Some classes of tests, such as integration tests, functional/acceptance tests and performance tests require testing against proper integration environments in order to validate system features. In practice, those environments have a combination of the following characteristics:

• They are unstable: their uptime is not guaranteed, or they may suffer with performance or behavior variances that can cause random timeouts and inconsistent responses
• They are slow: their response time is not fast enough to accommodate the demand required by automated testing; build scalability may demand more processing power than what integration servers provide
• They are not always available: they may not be running all the time, as the resource required to provide their services are too expensive or only available during specific times
• Their data is changing frequently: for any number of reasons the data required for testing may be changing due to external interactions and the cost of avoiding that may be prohibitive
• They may not even exist as teams may be working concurrently to build a solution that will be integrated at a later stage

In those cases, continuous integration can be seriously impaired. As tests would be frequently broken and their ability to pass won’t be completely dependent on the changes performed to the system, chasing problems may be difficult.

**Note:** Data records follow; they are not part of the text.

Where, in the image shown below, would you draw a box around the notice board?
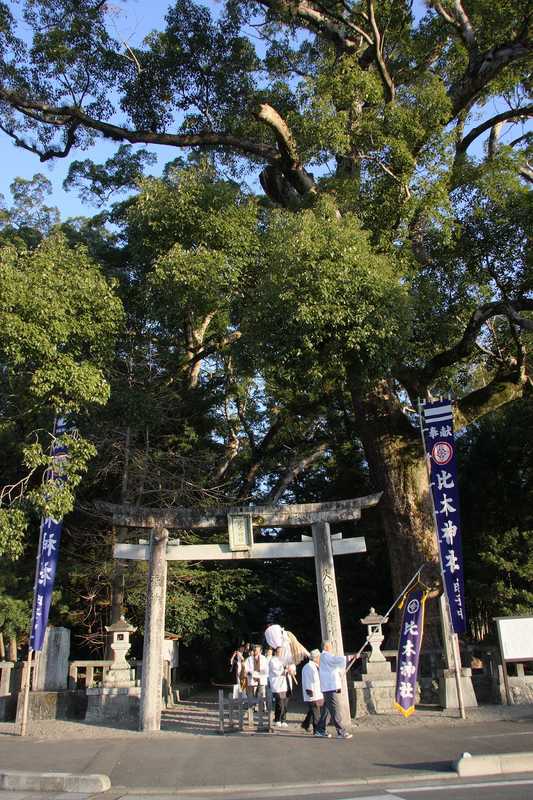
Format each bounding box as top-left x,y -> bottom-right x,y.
495,617 -> 533,661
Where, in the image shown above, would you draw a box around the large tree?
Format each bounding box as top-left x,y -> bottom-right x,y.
0,0 -> 533,636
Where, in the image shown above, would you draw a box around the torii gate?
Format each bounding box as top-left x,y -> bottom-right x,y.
99,493 -> 381,731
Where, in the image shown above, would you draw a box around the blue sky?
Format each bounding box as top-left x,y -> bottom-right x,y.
0,0 -> 170,217
0,0 -> 531,218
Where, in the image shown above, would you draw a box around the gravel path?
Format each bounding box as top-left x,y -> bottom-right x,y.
0,692 -> 533,740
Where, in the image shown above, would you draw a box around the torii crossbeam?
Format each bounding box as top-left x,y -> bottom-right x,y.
102,493 -> 381,731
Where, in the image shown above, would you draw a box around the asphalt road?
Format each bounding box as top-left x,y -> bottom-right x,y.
120,774 -> 533,800
0,774 -> 533,800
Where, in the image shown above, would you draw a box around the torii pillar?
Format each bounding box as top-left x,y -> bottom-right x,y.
103,493 -> 381,731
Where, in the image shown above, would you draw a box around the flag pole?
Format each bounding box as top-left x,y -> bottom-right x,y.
418,399 -> 466,719
19,520 -> 44,736
19,416 -> 57,736
345,564 -> 424,672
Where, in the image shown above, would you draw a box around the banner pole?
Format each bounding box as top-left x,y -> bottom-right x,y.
345,565 -> 424,672
19,647 -> 33,736
418,399 -> 466,719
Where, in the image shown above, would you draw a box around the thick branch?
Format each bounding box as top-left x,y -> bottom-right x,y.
367,0 -> 396,103
456,104 -> 533,155
265,442 -> 329,505
239,414 -> 285,498
0,87 -> 277,161
398,298 -> 533,397
256,103 -> 317,195
449,40 -> 531,116
255,0 -> 362,53
428,0 -> 476,50
454,369 -> 531,430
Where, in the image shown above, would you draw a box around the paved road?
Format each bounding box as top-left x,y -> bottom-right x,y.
4,718 -> 533,797
0,775 -> 533,800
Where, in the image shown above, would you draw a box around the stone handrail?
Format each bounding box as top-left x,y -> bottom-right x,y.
0,661 -> 15,697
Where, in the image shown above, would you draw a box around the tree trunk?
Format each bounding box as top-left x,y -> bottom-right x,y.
352,382 -> 440,647
7,636 -> 17,661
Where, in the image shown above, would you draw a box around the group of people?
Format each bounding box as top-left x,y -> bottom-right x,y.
230,625 -> 352,739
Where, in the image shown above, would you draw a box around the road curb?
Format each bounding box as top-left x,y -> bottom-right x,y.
0,770 -> 111,794
453,753 -> 533,778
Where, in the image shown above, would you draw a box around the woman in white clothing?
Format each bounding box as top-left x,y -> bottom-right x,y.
302,650 -> 324,733
268,647 -> 294,728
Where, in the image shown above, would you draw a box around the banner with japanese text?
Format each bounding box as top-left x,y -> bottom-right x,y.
30,418 -> 68,652
420,400 -> 466,633
394,586 -> 427,717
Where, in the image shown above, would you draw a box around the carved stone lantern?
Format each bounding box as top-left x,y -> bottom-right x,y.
361,608 -> 389,664
104,616 -> 137,688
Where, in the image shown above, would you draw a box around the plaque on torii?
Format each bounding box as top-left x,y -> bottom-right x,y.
99,493 -> 381,731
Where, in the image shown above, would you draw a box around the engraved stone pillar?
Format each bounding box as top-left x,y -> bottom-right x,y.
311,522 -> 351,728
139,528 -> 168,731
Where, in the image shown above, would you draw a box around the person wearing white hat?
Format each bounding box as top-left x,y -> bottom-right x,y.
302,650 -> 324,733
315,641 -> 352,739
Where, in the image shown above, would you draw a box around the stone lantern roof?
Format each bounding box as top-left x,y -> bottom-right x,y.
361,608 -> 389,625
105,614 -> 137,633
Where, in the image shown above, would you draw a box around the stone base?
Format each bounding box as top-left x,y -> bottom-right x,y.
12,690 -> 87,722
353,678 -> 396,719
85,686 -> 141,722
0,692 -> 17,722
439,667 -> 477,708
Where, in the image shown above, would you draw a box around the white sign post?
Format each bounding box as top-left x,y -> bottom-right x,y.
494,616 -> 533,705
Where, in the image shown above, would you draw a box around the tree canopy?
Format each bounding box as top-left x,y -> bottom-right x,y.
0,0 -> 533,664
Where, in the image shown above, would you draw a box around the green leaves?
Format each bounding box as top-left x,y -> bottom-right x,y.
0,228 -> 122,413
0,233 -> 122,558
243,199 -> 408,380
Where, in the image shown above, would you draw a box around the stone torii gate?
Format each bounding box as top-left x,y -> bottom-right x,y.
103,493 -> 381,731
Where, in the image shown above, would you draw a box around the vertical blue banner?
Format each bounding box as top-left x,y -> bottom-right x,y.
30,419 -> 68,652
394,587 -> 427,717
420,400 -> 466,633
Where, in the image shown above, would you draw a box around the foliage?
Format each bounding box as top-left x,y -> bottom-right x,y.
0,0 -> 533,656
0,219 -> 122,557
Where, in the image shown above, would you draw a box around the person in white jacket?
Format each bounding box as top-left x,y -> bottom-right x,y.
268,647 -> 295,728
244,644 -> 268,700
315,642 -> 353,739
302,650 -> 324,733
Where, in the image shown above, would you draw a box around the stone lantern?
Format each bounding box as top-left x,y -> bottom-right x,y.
85,616 -> 141,722
361,608 -> 390,672
104,615 -> 137,688
354,608 -> 395,717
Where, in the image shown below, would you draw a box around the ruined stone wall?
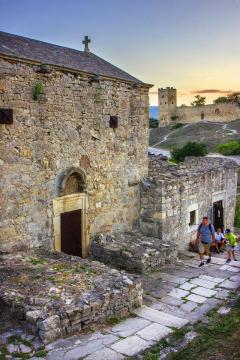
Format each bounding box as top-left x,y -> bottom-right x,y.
175,103 -> 240,123
140,158 -> 237,249
0,59 -> 149,250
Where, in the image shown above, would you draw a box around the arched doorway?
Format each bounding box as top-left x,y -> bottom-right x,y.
53,167 -> 88,257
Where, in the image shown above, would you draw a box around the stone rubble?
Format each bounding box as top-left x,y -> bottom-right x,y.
0,249 -> 240,360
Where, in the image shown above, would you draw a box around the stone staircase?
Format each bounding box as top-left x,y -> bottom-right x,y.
90,231 -> 177,274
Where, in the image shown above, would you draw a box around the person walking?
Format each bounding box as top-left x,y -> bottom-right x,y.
196,216 -> 215,267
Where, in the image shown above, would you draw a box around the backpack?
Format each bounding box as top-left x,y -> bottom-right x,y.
198,223 -> 213,235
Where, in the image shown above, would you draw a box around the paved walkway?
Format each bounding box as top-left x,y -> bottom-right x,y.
43,250 -> 240,360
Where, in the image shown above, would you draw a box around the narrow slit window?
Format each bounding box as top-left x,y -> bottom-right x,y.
189,210 -> 196,226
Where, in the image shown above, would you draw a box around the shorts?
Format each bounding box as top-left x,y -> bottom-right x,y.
198,242 -> 212,254
226,245 -> 237,251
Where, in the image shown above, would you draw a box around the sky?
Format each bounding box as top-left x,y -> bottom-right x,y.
0,0 -> 240,105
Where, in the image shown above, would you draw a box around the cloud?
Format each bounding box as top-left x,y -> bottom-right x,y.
191,89 -> 234,94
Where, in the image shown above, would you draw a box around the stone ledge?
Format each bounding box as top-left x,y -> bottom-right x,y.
89,231 -> 177,274
0,252 -> 142,343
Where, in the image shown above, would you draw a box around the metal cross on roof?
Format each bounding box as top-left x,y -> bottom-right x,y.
82,36 -> 91,52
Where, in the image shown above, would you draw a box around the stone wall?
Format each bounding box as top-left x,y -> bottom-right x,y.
176,103 -> 240,123
158,87 -> 240,127
0,59 -> 148,251
140,157 -> 237,249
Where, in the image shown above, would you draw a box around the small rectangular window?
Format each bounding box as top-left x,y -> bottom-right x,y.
189,210 -> 196,226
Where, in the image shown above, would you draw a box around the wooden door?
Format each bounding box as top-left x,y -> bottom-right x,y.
61,210 -> 82,256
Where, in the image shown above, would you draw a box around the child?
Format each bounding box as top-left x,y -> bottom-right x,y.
215,228 -> 225,253
225,229 -> 238,263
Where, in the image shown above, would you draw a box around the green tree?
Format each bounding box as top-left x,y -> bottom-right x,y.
213,92 -> 240,106
171,141 -> 208,163
191,95 -> 206,106
217,140 -> 240,155
213,96 -> 228,104
227,92 -> 240,106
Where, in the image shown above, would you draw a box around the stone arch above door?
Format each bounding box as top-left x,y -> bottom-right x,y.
53,167 -> 89,257
56,167 -> 86,197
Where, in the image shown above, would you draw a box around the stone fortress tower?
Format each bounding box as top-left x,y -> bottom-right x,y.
158,87 -> 177,124
158,87 -> 240,127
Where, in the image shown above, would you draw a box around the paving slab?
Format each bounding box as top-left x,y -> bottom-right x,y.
111,335 -> 148,356
218,280 -> 239,289
111,317 -> 151,337
199,275 -> 226,284
150,301 -> 186,318
180,282 -> 197,290
215,289 -> 231,300
134,306 -> 188,328
211,256 -> 226,265
229,274 -> 240,282
186,294 -> 207,304
161,295 -> 184,306
168,288 -> 189,299
137,323 -> 173,343
190,278 -> 217,289
60,334 -> 119,360
180,301 -> 198,313
192,286 -> 217,297
161,273 -> 188,285
219,264 -> 240,273
84,348 -> 124,360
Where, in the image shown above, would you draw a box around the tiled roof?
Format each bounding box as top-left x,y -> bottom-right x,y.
0,31 -> 148,85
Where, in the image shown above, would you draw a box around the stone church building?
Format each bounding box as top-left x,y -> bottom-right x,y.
158,87 -> 240,127
0,32 -> 237,258
0,32 -> 151,257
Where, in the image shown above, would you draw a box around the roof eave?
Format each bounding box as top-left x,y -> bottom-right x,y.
0,52 -> 153,89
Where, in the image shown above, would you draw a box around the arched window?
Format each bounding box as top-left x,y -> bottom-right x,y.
57,167 -> 86,196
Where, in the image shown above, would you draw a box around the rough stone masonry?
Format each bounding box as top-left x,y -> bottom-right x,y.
0,32 -> 150,255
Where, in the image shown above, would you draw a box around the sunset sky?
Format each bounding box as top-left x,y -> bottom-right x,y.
0,0 -> 240,105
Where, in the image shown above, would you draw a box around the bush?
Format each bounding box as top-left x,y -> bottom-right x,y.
171,123 -> 183,129
149,118 -> 158,128
217,140 -> 240,155
171,141 -> 208,163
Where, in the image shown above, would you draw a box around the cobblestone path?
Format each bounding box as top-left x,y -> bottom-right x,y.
0,252 -> 240,360
43,254 -> 240,360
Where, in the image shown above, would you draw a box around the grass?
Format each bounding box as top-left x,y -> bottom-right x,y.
149,120 -> 240,151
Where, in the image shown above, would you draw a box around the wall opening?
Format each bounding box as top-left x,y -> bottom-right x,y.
189,210 -> 197,226
53,168 -> 89,257
213,200 -> 224,231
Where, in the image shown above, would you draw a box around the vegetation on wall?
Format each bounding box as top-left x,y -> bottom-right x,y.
191,95 -> 206,106
33,81 -> 43,100
234,191 -> 240,228
171,123 -> 183,129
217,140 -> 240,155
171,115 -> 178,121
149,118 -> 158,128
213,92 -> 240,106
171,141 -> 208,163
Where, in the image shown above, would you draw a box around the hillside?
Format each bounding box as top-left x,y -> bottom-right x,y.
149,120 -> 240,152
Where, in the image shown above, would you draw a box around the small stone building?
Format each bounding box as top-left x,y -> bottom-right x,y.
140,156 -> 237,250
0,32 -> 151,257
158,87 -> 240,127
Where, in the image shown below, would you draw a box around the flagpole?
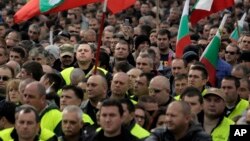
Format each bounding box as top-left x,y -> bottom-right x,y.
156,0 -> 160,32
233,6 -> 240,37
94,0 -> 108,74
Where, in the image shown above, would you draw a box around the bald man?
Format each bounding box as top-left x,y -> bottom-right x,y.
111,72 -> 129,99
146,101 -> 212,141
22,81 -> 62,135
148,76 -> 174,107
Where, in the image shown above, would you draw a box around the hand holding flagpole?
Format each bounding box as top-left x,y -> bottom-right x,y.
94,0 -> 108,74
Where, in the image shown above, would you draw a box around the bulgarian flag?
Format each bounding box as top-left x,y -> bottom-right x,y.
14,0 -> 136,23
200,14 -> 228,86
175,0 -> 191,58
190,0 -> 234,25
230,13 -> 247,43
14,0 -> 97,23
107,0 -> 136,14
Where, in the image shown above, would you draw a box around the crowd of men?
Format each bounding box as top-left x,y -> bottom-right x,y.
0,0 -> 250,141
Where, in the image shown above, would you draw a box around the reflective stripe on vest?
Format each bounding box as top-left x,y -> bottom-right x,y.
211,117 -> 234,141
40,109 -> 62,132
82,113 -> 94,125
61,67 -> 74,85
130,123 -> 150,139
0,128 -> 14,141
228,99 -> 249,120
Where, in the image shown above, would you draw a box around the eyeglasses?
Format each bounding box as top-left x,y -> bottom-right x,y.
148,88 -> 163,93
0,76 -> 10,81
225,51 -> 236,55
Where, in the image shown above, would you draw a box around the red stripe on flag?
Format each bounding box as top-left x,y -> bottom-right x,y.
175,34 -> 191,58
190,0 -> 234,25
201,58 -> 216,86
14,0 -> 40,23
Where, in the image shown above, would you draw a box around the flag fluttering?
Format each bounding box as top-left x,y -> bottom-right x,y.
230,13 -> 247,43
200,14 -> 228,86
190,0 -> 234,25
14,0 -> 136,23
175,0 -> 191,58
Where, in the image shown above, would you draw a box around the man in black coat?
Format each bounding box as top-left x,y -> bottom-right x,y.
146,101 -> 212,141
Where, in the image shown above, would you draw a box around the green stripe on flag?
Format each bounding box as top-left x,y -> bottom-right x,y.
204,35 -> 221,68
39,0 -> 64,13
177,15 -> 189,41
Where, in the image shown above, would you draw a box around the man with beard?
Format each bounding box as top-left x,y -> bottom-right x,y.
53,44 -> 74,71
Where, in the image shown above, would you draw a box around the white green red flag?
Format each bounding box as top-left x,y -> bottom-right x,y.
14,0 -> 136,23
200,15 -> 228,86
175,0 -> 191,58
190,0 -> 234,25
230,13 -> 247,43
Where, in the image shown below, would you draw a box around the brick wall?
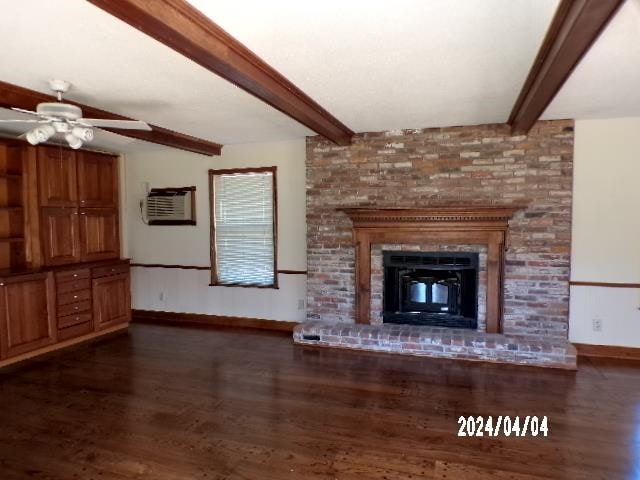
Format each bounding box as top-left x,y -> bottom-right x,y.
306,121 -> 573,338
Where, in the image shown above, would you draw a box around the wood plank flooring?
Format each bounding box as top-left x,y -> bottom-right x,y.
0,324 -> 640,480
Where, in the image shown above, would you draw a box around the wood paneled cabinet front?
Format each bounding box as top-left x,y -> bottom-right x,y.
0,272 -> 56,359
38,147 -> 120,265
40,207 -> 81,265
78,152 -> 118,208
37,147 -> 78,207
78,208 -> 120,262
93,272 -> 131,330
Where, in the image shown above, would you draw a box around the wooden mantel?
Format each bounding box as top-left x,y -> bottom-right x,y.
338,205 -> 524,333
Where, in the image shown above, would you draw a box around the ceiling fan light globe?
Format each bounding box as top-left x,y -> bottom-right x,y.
71,127 -> 93,142
26,125 -> 56,145
25,130 -> 40,145
64,133 -> 82,150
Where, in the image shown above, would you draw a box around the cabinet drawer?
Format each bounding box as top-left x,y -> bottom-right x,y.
58,289 -> 91,305
58,321 -> 93,342
56,268 -> 91,283
58,312 -> 91,328
58,300 -> 91,317
56,278 -> 91,295
92,263 -> 129,278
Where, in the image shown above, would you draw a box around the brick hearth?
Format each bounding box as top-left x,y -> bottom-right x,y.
293,321 -> 576,370
306,121 -> 573,341
302,121 -> 575,368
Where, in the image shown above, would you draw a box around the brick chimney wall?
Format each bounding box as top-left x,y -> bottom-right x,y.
306,120 -> 573,339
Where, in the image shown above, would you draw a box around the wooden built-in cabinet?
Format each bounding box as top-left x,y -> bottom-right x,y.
37,147 -> 78,207
78,152 -> 118,208
40,207 -> 81,265
78,208 -> 120,262
93,273 -> 131,330
0,272 -> 57,358
38,147 -> 120,265
0,141 -> 131,366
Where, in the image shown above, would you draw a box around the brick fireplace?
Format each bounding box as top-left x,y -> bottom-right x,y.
296,121 -> 575,368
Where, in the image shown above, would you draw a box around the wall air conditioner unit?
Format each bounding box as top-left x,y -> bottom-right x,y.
146,187 -> 196,225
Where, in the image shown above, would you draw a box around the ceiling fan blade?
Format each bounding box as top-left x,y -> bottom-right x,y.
0,119 -> 45,123
77,118 -> 151,130
11,107 -> 38,115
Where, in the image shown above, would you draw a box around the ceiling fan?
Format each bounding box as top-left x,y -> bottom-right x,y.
0,80 -> 151,149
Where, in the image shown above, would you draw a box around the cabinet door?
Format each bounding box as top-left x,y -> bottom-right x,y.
93,273 -> 131,331
79,208 -> 120,262
77,152 -> 118,208
38,147 -> 78,207
40,208 -> 80,265
0,273 -> 56,358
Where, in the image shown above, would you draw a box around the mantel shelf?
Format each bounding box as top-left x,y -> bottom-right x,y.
338,205 -> 526,227
338,205 -> 526,333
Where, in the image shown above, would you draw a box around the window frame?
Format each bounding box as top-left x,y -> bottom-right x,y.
209,166 -> 279,289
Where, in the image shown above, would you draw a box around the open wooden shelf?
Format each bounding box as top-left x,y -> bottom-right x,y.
0,237 -> 24,243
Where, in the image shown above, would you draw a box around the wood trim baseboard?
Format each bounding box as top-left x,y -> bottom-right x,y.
132,310 -> 298,332
0,323 -> 129,368
573,343 -> 640,360
131,263 -> 307,275
569,280 -> 640,288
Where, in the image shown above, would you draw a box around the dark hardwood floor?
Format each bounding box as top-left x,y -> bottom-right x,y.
0,324 -> 640,480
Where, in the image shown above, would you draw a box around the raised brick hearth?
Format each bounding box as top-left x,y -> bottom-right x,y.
304,121 -> 575,368
306,121 -> 573,340
293,321 -> 576,370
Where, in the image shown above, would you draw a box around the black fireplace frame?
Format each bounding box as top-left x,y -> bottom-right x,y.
382,251 -> 480,330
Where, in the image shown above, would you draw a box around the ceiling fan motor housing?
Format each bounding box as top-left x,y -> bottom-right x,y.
36,102 -> 82,120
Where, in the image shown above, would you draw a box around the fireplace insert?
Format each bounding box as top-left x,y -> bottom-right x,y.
382,252 -> 479,329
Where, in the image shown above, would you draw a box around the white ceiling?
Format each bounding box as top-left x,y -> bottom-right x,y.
0,0 -> 640,151
0,0 -> 313,144
190,0 -> 558,132
542,0 -> 640,119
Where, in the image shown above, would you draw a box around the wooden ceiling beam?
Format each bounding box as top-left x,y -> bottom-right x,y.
89,0 -> 353,145
508,0 -> 624,133
0,81 -> 222,155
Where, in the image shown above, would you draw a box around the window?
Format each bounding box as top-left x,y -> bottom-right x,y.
209,167 -> 278,288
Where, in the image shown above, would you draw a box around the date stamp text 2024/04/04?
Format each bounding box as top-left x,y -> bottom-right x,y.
458,415 -> 549,437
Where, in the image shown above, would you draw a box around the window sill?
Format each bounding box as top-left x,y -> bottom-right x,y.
209,283 -> 280,290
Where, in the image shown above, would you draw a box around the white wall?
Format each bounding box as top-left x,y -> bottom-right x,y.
569,118 -> 640,347
121,139 -> 306,321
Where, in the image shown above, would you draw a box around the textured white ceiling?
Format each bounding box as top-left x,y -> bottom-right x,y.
542,0 -> 640,119
190,0 -> 558,132
0,0 -> 640,151
0,0 -> 312,144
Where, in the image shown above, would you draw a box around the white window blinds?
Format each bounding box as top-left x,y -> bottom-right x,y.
213,171 -> 275,286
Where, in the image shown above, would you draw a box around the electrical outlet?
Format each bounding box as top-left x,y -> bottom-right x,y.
593,318 -> 602,332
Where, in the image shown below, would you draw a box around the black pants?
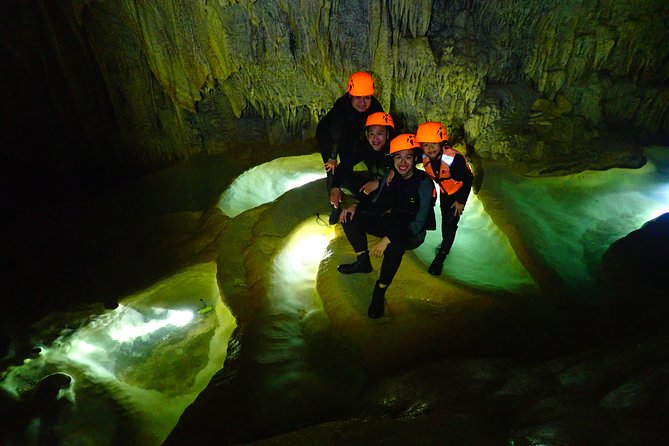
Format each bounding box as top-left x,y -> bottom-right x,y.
342,211 -> 423,285
316,138 -> 353,193
439,194 -> 460,254
341,172 -> 378,206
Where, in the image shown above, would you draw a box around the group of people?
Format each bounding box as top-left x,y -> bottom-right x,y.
316,72 -> 473,318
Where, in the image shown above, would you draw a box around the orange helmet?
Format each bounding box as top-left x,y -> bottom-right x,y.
416,121 -> 448,143
346,71 -> 374,96
365,112 -> 395,130
389,133 -> 420,155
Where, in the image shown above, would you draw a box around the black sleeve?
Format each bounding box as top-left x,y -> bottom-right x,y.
450,154 -> 474,204
409,176 -> 434,235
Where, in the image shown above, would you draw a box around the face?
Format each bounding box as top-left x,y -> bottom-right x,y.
367,125 -> 388,152
420,142 -> 441,160
393,150 -> 415,178
351,96 -> 372,113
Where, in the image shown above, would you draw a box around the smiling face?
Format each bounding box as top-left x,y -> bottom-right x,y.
351,96 -> 372,113
393,150 -> 415,178
420,142 -> 442,160
367,125 -> 388,152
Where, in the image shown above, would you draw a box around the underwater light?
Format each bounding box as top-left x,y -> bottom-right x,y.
109,308 -> 194,342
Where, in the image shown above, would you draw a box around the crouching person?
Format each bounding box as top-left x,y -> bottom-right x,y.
337,133 -> 436,318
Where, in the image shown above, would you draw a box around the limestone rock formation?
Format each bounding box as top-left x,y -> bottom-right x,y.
1,0 -> 669,215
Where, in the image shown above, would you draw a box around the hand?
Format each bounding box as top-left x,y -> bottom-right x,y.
359,180 -> 379,195
323,159 -> 337,173
451,201 -> 465,217
369,237 -> 390,257
330,187 -> 341,208
386,170 -> 395,186
339,204 -> 358,223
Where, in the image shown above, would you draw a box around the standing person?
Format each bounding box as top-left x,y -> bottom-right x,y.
337,133 -> 435,318
330,112 -> 395,210
316,71 -> 383,224
416,121 -> 474,276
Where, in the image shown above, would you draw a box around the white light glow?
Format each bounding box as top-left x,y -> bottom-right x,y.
218,153 -> 325,217
486,148 -> 669,296
109,308 -> 194,342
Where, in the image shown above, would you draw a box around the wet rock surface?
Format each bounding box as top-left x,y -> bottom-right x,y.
3,151 -> 669,445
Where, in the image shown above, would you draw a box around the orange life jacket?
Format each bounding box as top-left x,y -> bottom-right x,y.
423,147 -> 471,195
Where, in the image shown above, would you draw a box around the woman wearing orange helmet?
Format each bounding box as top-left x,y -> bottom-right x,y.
316,71 -> 383,224
337,133 -> 435,318
330,112 -> 395,209
416,121 -> 474,276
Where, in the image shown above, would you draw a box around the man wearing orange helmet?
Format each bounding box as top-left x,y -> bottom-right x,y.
330,112 -> 395,209
416,121 -> 474,276
316,71 -> 383,224
337,133 -> 435,318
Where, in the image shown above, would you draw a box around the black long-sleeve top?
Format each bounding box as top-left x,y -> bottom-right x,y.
359,168 -> 435,241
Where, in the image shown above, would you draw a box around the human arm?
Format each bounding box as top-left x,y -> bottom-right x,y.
339,204 -> 358,223
408,176 -> 434,235
330,187 -> 341,208
323,158 -> 337,173
359,180 -> 379,195
450,154 -> 474,206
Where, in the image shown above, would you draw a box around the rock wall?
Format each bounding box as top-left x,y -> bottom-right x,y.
3,0 -> 669,193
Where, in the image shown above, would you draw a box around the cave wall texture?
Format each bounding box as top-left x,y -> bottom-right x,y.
1,0 -> 669,214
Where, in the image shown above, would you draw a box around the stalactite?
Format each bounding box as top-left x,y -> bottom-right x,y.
64,0 -> 669,167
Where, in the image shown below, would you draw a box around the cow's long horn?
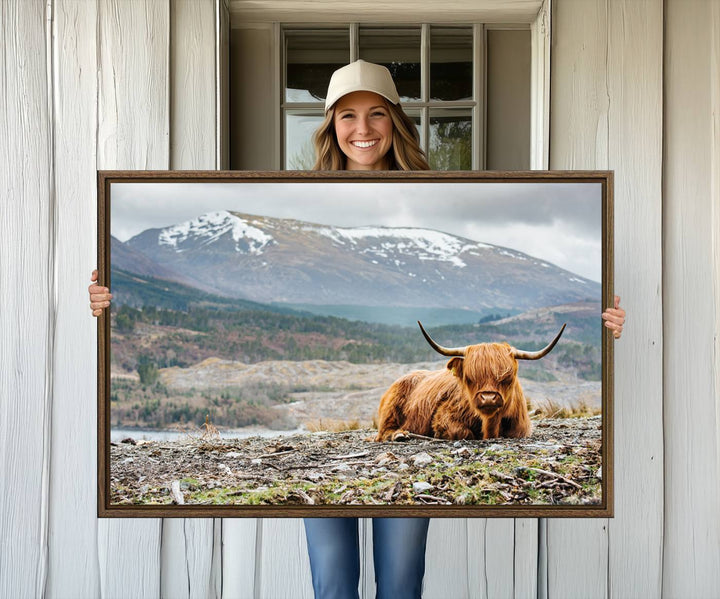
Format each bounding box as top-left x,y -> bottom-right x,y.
418,320 -> 467,357
513,323 -> 567,360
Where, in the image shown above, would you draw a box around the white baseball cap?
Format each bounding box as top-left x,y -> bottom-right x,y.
325,60 -> 400,112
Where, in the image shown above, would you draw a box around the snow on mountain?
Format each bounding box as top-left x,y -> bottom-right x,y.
308,227 -> 491,268
121,211 -> 600,312
158,210 -> 273,255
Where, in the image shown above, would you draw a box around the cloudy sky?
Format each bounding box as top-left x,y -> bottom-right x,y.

To mitigate the problem those types of environments pose to testing, a stability reference is required to allow for:

• Quick and scalable local builds
• Creating a reference for the data tests expect from the integration environment
• Proving the system works with reference data
• Pinpointing quickly what are the causes of failure for broken tests in the in the integration environment

The stability reference environment requires an extra stage for the build pipeline, which is completely standalone as it doesn’t depend on any external environment.

The stability reference

The following implementation approaches can be used to allow for integration and function testing outside the actual integration enviroment:

• Using test doubles, which implement the same programmatic interfaces as actual components in the system, but do not talk with external integration points. For example, a DAO may be reimplemented to provide static data and never talk with a real database
• Using servers that provide the same data, behavior and protocols as the actual servers in the integration environment. These servers may or may not be testing Fakes, as they may be suitable for production (eg. local deployments of the same servers used in the actual integration environment)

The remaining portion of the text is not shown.